What is a password manager?
A password manager is a software application or hardware device that creates strong, complex passwords for online accounts. The program provides access to those passwords via a master code that you, the user, create. The password manager also saves and protects other sensitive data, like user IDs, personal identification numbers, credit card numbers, and answers to security questions. All you need to remember is the master code.
The various types of password managers differ1,2 mainly according to where your passwords and other log-in credentials are stored. Common locations for password managers to store your passwords are in your web browser, in the cloud, on your desktop, or on a portable device, such as your mobile device or a USB plug-in.
How much do password managers cost?
Prices for password managers vary widely, and there are even some high-quality free versions available. A PC Magazine3 review gave high rankings to 10 password manager products with prices ranging from $12 a year for Zoho Vault to $39.99 a year for Dashlane. The magazine also listed the best free4 password managers, with LastPass and LogMeOnce Password Management Suite Premium tying for first place.
What are the risks when using password managers?
No information security system is risk-free, but password managers have some built-in protections that lower their risks considerably. Of course, one of the biggest challenges they face is keeping up with hackers' ingenuity.
“One risk that I see is if there are vulnerabilities in the code for the password manager," says Rakesh Verma, professor of computer science and director of the ReDAS (Reasoning and Data Analytics for Security) Lab at the University of Houston. “It's possible that attackers can try to reverse-engineer the code."
In other words, a hacker could potentially figure out the source code for the password manager and use that info to break into the site. But Wright says the risk of someone breaching a password manager's site is only modest with a high-quality program, because they are built securely enough to block most such attacks.
Another risk is that someone might learn your personal master code. The good news is that most password managers use a multifactor authentication process5 that stores the authentication code only on your own device, so there's a lower chance of a cyber thief getting a hold of it.
To bolster your security, Wright says, pick a password management company with a good business reputation. If you're not familiar with a company or product, look for reviews5 from cybersecurity experts.
Are password managers safe for accounts that have financial information?
Considering the risks that stem from using weak passwords and the challenge of keeping track of multiple accounts, Wright sees password managers as useful and reasonably safe tools. But think very carefully before using one for your banking and other financial accounts.
“I would not recommend using a password manager for very high-value accounts if you can manage to remember one pretty-good password for each one," Wright says, referring to accounts containing large sums of money that a thief could potentially steal via direct transfer. “For everything else, a password manager is a fine solution."
What happens if someone gets my master password?
If someone obtains or steals your master password, then that person will have access to all passwords that are saved in the password manager — granting them carte blanche access to all of your accounts.
Besides someone stealing your master password, another risk is the chance you'll forget your code and be locked out. With LastPass, you can receive a hint about your forgotten master password6 and instructions on how to reset it, as long as you are using the same computer or mobile device on which you previously used the password manager. With other vendors, you'll be locked out permanently and will have to reset the passwords manually for all your online accounts at each site. That inconvenience still wouldn't be as bad as having your account information stolen.
Are there any good alternatives to password managers?
If you don't feel comfortable using a password manager, Verma has another idea for creating multiple strong passwords and making them easy to recall. While he thinks password managers are reasonably secure, he doesn't use one himself. Instead, he creates his own passwords using an algorithm.
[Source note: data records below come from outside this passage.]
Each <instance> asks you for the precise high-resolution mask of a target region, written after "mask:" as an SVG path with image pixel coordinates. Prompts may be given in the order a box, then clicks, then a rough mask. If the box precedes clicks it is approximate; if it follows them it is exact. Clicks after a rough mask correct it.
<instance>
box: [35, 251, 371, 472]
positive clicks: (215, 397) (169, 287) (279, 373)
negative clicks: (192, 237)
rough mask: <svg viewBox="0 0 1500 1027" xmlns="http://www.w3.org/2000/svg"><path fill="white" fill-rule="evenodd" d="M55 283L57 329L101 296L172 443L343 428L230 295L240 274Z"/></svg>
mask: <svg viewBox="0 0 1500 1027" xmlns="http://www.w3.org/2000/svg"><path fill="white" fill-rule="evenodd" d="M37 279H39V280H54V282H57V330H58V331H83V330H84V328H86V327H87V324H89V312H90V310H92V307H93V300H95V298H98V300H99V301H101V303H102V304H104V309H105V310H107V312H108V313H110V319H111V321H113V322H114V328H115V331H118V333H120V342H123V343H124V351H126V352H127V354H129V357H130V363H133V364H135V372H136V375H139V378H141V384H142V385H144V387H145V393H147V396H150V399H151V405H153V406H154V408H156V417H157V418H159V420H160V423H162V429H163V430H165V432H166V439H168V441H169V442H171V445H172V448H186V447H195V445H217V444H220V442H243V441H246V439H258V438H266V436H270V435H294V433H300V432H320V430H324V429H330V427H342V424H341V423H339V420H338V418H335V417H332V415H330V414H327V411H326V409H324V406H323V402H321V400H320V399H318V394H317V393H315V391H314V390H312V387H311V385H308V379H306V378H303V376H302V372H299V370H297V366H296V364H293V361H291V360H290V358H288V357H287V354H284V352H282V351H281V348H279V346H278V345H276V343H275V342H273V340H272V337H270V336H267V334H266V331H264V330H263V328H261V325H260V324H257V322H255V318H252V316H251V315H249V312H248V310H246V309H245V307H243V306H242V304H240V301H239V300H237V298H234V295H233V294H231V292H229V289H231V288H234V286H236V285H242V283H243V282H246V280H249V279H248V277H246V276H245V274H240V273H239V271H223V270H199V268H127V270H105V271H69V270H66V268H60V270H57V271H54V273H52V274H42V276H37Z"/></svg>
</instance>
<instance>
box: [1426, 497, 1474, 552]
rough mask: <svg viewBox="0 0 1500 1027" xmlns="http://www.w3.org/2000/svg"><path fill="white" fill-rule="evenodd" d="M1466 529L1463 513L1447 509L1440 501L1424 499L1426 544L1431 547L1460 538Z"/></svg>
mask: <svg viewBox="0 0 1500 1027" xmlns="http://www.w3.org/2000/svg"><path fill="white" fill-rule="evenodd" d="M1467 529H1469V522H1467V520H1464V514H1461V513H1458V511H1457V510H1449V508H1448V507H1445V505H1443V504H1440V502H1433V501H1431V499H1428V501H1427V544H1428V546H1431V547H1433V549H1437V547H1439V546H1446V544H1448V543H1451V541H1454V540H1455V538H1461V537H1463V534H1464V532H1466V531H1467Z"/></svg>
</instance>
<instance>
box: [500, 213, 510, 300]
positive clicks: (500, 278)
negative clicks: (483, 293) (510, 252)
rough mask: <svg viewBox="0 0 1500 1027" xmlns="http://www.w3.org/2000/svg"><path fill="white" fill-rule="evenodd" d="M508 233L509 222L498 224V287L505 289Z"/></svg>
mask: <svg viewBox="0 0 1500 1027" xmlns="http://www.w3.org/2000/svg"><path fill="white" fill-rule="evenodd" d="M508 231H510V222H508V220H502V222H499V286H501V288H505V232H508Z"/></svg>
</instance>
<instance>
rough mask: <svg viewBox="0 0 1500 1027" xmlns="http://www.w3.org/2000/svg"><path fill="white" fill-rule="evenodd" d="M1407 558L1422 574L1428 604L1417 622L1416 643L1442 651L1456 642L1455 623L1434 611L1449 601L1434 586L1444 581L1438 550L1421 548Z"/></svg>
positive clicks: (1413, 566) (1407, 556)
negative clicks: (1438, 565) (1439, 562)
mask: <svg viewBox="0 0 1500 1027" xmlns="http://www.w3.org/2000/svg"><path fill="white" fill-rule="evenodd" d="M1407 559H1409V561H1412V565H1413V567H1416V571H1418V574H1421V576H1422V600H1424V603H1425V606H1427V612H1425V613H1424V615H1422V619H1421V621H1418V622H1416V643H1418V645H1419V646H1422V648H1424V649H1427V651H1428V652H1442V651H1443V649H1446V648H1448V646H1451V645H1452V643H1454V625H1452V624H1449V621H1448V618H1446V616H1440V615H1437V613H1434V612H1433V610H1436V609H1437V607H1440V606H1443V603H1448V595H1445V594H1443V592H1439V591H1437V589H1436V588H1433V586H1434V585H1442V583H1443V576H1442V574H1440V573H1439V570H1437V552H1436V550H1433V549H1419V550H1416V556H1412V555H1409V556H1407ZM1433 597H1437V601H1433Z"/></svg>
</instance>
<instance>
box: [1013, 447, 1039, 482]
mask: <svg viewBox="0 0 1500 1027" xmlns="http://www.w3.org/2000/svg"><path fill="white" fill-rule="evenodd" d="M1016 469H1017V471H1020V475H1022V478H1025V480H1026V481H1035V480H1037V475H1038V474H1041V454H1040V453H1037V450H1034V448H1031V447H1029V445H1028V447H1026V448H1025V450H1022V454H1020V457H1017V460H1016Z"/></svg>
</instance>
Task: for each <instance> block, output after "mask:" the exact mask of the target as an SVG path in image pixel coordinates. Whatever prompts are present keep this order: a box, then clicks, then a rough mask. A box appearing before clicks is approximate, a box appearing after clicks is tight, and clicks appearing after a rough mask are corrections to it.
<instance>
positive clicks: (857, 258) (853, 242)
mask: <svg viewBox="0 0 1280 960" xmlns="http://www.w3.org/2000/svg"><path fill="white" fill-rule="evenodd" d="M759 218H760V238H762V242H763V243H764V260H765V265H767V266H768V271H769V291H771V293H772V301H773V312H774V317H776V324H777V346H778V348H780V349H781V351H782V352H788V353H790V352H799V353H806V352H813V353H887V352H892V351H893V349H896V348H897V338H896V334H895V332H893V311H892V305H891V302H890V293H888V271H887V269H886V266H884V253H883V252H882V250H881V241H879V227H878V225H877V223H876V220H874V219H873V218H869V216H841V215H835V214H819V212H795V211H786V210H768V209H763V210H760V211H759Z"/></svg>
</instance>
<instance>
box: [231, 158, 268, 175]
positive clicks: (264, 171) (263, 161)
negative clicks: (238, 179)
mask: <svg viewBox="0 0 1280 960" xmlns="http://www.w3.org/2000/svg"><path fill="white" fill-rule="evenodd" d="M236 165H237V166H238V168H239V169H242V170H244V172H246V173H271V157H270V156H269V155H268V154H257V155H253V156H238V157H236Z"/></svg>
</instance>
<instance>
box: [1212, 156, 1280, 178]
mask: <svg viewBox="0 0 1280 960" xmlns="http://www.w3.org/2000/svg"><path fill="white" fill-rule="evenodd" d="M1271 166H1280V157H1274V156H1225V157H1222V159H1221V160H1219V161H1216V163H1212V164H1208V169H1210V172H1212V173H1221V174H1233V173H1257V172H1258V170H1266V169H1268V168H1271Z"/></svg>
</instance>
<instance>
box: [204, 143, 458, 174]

You don't have to be a computer science or math whiz to do this, Verma insists. An algorithm is simply a step-by-step process.
“An algorithm is like a recipe, except that it's much more systematic and straightforward, so that even a computer can execute the steps," Verma says.
Here's how it would work: You design a password formula that includes both special elements you are likely to remember and parts that relate to each financial account. For example, you might pick some letters from the bank name, some digits from a family birth date, and a couple of symbols. The basic steps would be the same for each account password, but the specific characters would vary. You could memorize or store the formula – and maybe some hints to help you recall each password – without having to memorize dozens of codes.
Whether you decide to use an automated password manager for most of your passwords or go the DIY route, you need a system for creating passwords that are unique and hard to breach. And whatever you decide, be sure to keep those super-sensitive financial account passwords off your password manager.